Using ImGui::GetCurrentWindow()->WorkRect.Min.x / Max.x for the extents is the more correct thing to do, but this is not a currently public API, so it needs including `imgui_internal.h" to work. You may replace it with:

float x1 = ImGui::GetWindowPos().x;
float x2 = x1 + ImGui::GetWindowSize().x;

I'll close this now as the topic is available for searching. I would consider adding the function as an internal helper if it was useful but being such a simpler and potentially tweakable function it may be reasonable for people to copy it.

Thanks again!

Is there any way to get this to work with wrapped text? I've been trying to find out how to get the number of lines written, but it seems this is only calculated as part of ImFont::RenderText in which we loop over the whole string and calculate it. Is my only option to recreate this code to calculate the number of lines?

** Edit **
I solved this by doing the following to calculate the number of lines:

float Y = ImGui::GetCursorPosY();
ImGui::TextUnformatted(Start, End);
float NewY = ImGui::GetCursorPosY();
int NumLines = (NewY - Y) / LineHeight;

And then drawing the rect after the fact. This sort of works, but the rect changes the colour of the text because it's drawn overtop now.

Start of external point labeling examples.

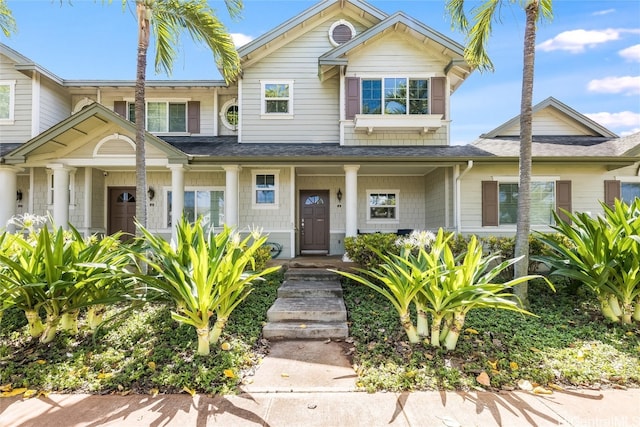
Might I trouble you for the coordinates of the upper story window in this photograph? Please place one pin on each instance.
(398, 95)
(542, 202)
(277, 99)
(265, 189)
(163, 116)
(7, 101)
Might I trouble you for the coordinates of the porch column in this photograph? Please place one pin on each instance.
(231, 195)
(351, 199)
(8, 193)
(61, 182)
(177, 197)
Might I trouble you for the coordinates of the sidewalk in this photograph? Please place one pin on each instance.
(307, 383)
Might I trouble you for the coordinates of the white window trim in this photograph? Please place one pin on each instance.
(223, 114)
(165, 192)
(12, 101)
(276, 188)
(396, 76)
(263, 100)
(395, 220)
(167, 101)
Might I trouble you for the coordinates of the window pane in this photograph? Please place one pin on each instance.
(508, 203)
(542, 202)
(395, 96)
(132, 112)
(157, 117)
(371, 96)
(178, 117)
(418, 97)
(274, 90)
(630, 191)
(277, 106)
(5, 101)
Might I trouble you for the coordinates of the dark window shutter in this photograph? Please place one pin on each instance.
(490, 206)
(438, 96)
(563, 199)
(193, 114)
(611, 191)
(120, 107)
(353, 97)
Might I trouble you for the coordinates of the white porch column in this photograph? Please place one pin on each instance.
(177, 197)
(8, 190)
(351, 199)
(61, 182)
(88, 197)
(231, 205)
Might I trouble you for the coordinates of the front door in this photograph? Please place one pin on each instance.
(314, 221)
(122, 210)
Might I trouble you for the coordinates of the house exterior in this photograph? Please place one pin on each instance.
(339, 125)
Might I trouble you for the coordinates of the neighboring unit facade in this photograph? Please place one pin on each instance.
(339, 125)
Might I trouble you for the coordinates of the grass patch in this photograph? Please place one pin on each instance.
(568, 344)
(142, 351)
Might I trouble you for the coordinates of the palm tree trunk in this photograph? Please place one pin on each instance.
(523, 224)
(144, 27)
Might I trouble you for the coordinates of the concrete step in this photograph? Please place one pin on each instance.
(307, 309)
(310, 274)
(310, 330)
(305, 288)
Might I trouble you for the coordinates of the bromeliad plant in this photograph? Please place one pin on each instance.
(441, 284)
(603, 254)
(204, 274)
(59, 272)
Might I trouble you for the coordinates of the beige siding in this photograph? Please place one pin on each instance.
(548, 122)
(20, 130)
(587, 184)
(55, 104)
(353, 137)
(411, 202)
(438, 206)
(396, 55)
(315, 103)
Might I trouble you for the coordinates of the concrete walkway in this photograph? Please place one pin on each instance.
(310, 383)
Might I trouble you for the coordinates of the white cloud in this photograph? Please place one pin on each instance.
(627, 85)
(240, 39)
(575, 41)
(631, 53)
(603, 12)
(629, 132)
(621, 119)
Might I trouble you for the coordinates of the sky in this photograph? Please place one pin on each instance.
(587, 56)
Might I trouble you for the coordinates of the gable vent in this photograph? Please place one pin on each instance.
(341, 32)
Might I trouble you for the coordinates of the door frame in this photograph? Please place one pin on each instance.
(326, 194)
(119, 188)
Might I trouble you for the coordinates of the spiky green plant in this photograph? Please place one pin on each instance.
(204, 274)
(603, 255)
(441, 284)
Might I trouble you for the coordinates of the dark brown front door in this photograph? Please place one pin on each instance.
(314, 221)
(122, 210)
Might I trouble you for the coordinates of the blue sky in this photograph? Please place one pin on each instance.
(587, 57)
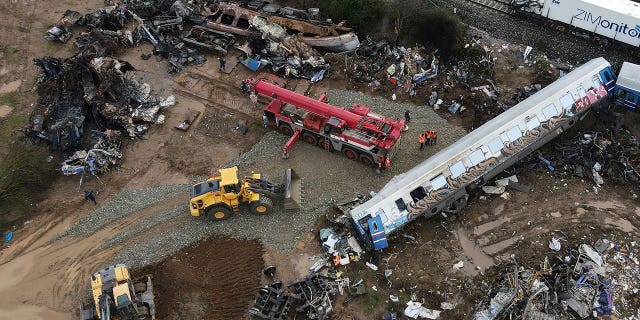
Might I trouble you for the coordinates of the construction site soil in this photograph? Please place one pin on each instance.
(207, 270)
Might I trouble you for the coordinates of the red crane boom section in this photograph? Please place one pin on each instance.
(355, 117)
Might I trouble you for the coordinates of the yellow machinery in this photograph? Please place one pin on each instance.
(116, 296)
(223, 194)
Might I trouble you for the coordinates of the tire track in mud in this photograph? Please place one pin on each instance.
(216, 279)
(216, 94)
(65, 265)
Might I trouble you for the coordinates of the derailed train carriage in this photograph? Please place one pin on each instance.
(442, 182)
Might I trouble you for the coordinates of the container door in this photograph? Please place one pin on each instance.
(607, 77)
(377, 233)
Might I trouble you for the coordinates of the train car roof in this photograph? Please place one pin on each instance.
(626, 7)
(424, 170)
(629, 76)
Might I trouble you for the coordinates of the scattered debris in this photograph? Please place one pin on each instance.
(85, 92)
(415, 310)
(585, 282)
(188, 119)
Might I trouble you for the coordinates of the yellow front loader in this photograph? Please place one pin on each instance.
(222, 195)
(117, 296)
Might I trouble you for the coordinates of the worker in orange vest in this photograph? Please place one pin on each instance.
(433, 137)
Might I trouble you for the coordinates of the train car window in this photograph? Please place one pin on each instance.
(438, 182)
(514, 133)
(457, 169)
(476, 157)
(533, 123)
(581, 92)
(550, 111)
(418, 194)
(567, 101)
(596, 82)
(495, 145)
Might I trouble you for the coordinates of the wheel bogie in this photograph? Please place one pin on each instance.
(310, 138)
(350, 153)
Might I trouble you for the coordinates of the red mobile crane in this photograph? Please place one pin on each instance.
(355, 132)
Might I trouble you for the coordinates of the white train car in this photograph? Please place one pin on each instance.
(614, 19)
(441, 181)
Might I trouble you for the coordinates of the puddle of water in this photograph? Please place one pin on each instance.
(481, 229)
(10, 87)
(5, 110)
(476, 256)
(605, 205)
(622, 224)
(497, 247)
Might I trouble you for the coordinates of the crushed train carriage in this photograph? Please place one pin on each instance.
(441, 182)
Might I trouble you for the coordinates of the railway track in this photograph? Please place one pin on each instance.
(497, 5)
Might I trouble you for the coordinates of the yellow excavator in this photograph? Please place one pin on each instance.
(117, 297)
(222, 195)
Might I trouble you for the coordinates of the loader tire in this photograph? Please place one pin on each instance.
(218, 213)
(262, 206)
(286, 129)
(143, 313)
(139, 287)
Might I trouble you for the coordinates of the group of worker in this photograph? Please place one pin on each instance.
(427, 138)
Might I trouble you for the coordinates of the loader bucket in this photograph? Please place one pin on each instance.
(292, 190)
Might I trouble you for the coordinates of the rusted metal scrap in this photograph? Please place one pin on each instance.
(209, 40)
(574, 287)
(612, 153)
(87, 92)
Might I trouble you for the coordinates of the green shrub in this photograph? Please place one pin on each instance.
(25, 176)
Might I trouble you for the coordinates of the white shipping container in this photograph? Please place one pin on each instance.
(615, 19)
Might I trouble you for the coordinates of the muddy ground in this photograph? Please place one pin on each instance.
(217, 279)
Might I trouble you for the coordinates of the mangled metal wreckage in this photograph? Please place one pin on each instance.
(86, 93)
(233, 18)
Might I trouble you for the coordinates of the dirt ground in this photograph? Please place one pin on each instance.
(218, 279)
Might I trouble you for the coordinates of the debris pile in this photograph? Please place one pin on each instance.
(87, 92)
(311, 296)
(611, 153)
(587, 281)
(405, 67)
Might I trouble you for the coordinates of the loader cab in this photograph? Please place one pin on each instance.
(123, 301)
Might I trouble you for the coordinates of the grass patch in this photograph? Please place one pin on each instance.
(11, 55)
(370, 302)
(11, 98)
(24, 178)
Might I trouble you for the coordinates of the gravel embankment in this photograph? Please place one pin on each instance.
(144, 225)
(327, 178)
(124, 203)
(518, 29)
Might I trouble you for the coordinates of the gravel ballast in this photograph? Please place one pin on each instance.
(328, 178)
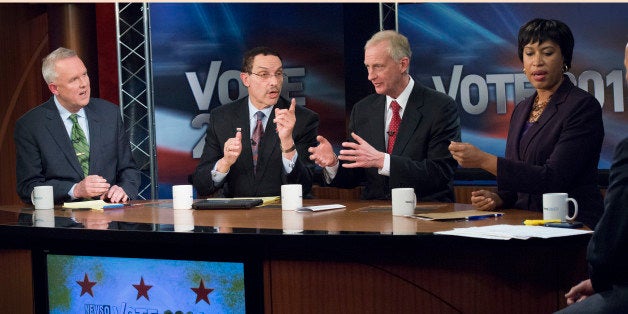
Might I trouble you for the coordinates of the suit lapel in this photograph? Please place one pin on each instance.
(55, 126)
(241, 119)
(95, 137)
(410, 120)
(547, 115)
(375, 127)
(269, 143)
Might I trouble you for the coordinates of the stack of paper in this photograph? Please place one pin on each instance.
(267, 200)
(507, 232)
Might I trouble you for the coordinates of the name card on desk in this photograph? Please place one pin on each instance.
(458, 215)
(319, 208)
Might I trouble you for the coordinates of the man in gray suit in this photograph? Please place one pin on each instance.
(399, 135)
(74, 143)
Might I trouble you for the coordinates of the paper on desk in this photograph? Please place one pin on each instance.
(319, 208)
(96, 204)
(507, 232)
(265, 200)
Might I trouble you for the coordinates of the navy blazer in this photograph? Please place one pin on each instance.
(420, 158)
(45, 155)
(607, 254)
(241, 181)
(559, 153)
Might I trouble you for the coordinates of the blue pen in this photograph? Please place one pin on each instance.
(111, 206)
(483, 216)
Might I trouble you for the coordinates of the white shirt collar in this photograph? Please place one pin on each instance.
(402, 100)
(65, 114)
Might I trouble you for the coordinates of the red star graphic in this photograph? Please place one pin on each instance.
(201, 292)
(142, 289)
(86, 286)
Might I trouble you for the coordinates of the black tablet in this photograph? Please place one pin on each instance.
(236, 203)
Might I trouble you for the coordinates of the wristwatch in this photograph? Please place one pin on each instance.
(294, 146)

Is there a correct way to achieve this?

Since 1.90+ code from here (#2668 (comment)) should be something like this:

const auto pos = ImGui::GetCursorPos();
ImGuiListClipper clipper;
clipper.Begin(row_count, line_height);
while (clipper.Step())
{
	for (int row_n = clipper.DisplayStart; row_n < clipper.DisplayEnd; ++row_n)
	{
		ImU32 col = (row_n & 1) ? col_odd : col_even;
		if ((col & IM_COL32_A_MASK) == 0)
			continue;
		float y1 = y0 + (line_height * static_cast<float>(row_n));
		float y2 = y1 + line_height;
		draw_list->AddRectFilled(ImVec2(x1, y1), ImVec2(x2, y2), col);
	}
}
ImGui::SetCursorPos(pos);
commented

Since 1.90+ code from here (#2668 (comment)) should be something like this:

That's correct. Standalone CalcListClipping() was removed since it can't handle non contiguous ranges. Thank you!